How do we make sense of this? The question “What will be the stock price tomorrow?” is not very helpful. The price of a stock is an estimate of the value of a company which is affected by the performance of the company, current events and public opinion. To make accurate prediction a crystal ball is indispensable. We have more hope answering other questions: Can we detect trends? Can we identify clusters of similarly behaving stocks? Can we distinguish between “risky” and “safe” stocks? What do these terms even mean? For this mathematicians working in universities, banks, hedge funds and financial companies have developed tools: these have names you have heard like average, mean, variation, correlation and more complicated ones like volatility, regression, multi-factor model. You will see some of these in the modules on probability theory and statistics and others in more specialized modules on financial mathematics.
A different question, one where the role of mathematics is less obvious, is the ranking of search results. If you enter a search term such as “running” into Google, you are presented with a list of pages that have to do with running. Imagine yourself having to design the algorithm in the background: How do you choose which page to put at the top? As humans we make intuitive judgements about importance and relevance every day. Given twenty links to websites about running, we would be able to sort them according to what we perceive as relevance. Of course, if 50 of us did this exercise, we would end up with 50 different rankings. For the whole internet this approach is impractical. It is worth remembering that about 20 years ago, however, there were websites dedicated to providing curated web directories—lists of links to web pages sorted by categories, like a books in a library. Yahoo started out as such a website. These directories were useful, because no one had figured out yet how to search and sort the internet automatically. Search engines did exist, but their results were not always very helpful.
Google’s rise to become one of the dominant internet companies began with search. More precisely, with an algorithm to automatically determine the relevance of web pages. The algorithm, called PageRank, recasts the problem in the language of graphs or networks. Each web page is represented by a node in the network and we create a link from one node to another, if there is a hyperlink between the two web pages.

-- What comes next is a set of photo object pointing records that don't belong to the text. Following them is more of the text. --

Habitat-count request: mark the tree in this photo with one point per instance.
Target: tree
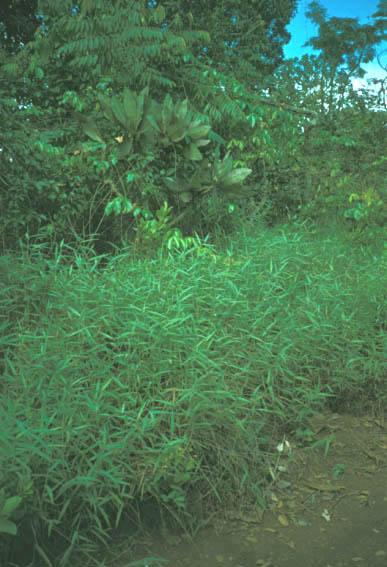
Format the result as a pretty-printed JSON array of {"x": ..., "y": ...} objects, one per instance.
[
  {"x": 345, "y": 45},
  {"x": 18, "y": 22}
]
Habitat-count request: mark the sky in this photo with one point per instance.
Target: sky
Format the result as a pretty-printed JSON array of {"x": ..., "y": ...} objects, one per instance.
[{"x": 302, "y": 29}]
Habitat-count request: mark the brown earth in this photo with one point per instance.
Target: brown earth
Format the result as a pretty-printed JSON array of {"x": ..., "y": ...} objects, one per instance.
[{"x": 328, "y": 508}]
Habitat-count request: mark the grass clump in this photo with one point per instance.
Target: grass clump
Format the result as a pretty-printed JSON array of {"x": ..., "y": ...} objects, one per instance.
[{"x": 151, "y": 390}]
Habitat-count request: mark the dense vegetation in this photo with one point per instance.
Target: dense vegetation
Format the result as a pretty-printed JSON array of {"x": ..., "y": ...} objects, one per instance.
[{"x": 193, "y": 258}]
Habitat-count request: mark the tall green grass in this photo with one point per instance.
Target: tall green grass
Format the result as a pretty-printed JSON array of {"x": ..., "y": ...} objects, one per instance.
[{"x": 139, "y": 392}]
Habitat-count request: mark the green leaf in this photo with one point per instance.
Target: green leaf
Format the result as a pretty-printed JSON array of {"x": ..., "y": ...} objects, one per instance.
[
  {"x": 196, "y": 131},
  {"x": 10, "y": 505},
  {"x": 125, "y": 149},
  {"x": 176, "y": 131},
  {"x": 91, "y": 130},
  {"x": 166, "y": 112},
  {"x": 235, "y": 177},
  {"x": 182, "y": 109},
  {"x": 119, "y": 112},
  {"x": 7, "y": 527},
  {"x": 185, "y": 196},
  {"x": 193, "y": 153},
  {"x": 174, "y": 185},
  {"x": 105, "y": 103},
  {"x": 130, "y": 109}
]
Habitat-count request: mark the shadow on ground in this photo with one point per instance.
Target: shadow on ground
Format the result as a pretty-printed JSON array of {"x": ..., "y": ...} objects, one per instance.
[{"x": 328, "y": 509}]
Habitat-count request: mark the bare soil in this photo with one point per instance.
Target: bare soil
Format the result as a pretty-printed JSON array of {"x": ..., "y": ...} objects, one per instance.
[{"x": 327, "y": 509}]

Then we imagine placing a bucket of water at each node and letting it flow through the links of the network. Nodes with no or few incoming links will receive no or little water, while its initial water will flow away through any outgoing links; these nodes are the unimportant ones. On the other hand, water will accumulate at nodes with many incoming links; these will be the important nodes in the network. By observing the amount of water in each node over time we can get a sense of what the network thinks about the importance of each node. Mathematically this can be expressed using the language of linear algebra. You will explore the PageRank algorithm in more detail in projects later in the year.

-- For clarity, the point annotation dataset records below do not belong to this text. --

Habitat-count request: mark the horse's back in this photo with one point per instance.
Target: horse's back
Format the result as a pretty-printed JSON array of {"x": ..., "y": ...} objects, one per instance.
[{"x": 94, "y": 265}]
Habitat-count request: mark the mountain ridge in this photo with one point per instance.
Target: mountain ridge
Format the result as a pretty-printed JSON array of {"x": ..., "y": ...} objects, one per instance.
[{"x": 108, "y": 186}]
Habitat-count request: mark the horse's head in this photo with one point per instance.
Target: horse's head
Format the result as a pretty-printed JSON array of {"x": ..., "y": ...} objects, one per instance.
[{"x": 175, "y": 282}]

We have seen how PageRank recasts the problem of ranking search results in the language of mathematics. While doing so, we must not forget that the problem we started with has no unique solution. There is no “right” or “wrong” order of ranking web pages. If I search for web pages about “running” I might be looking for running clubs, running magazines, tips how to start running, running shoes or pictures of people running. Mathematics can help us think about the problem more clearly, see what is important and gain insight into the problem, but it does not answer the question “Which web page is most relevant for running?”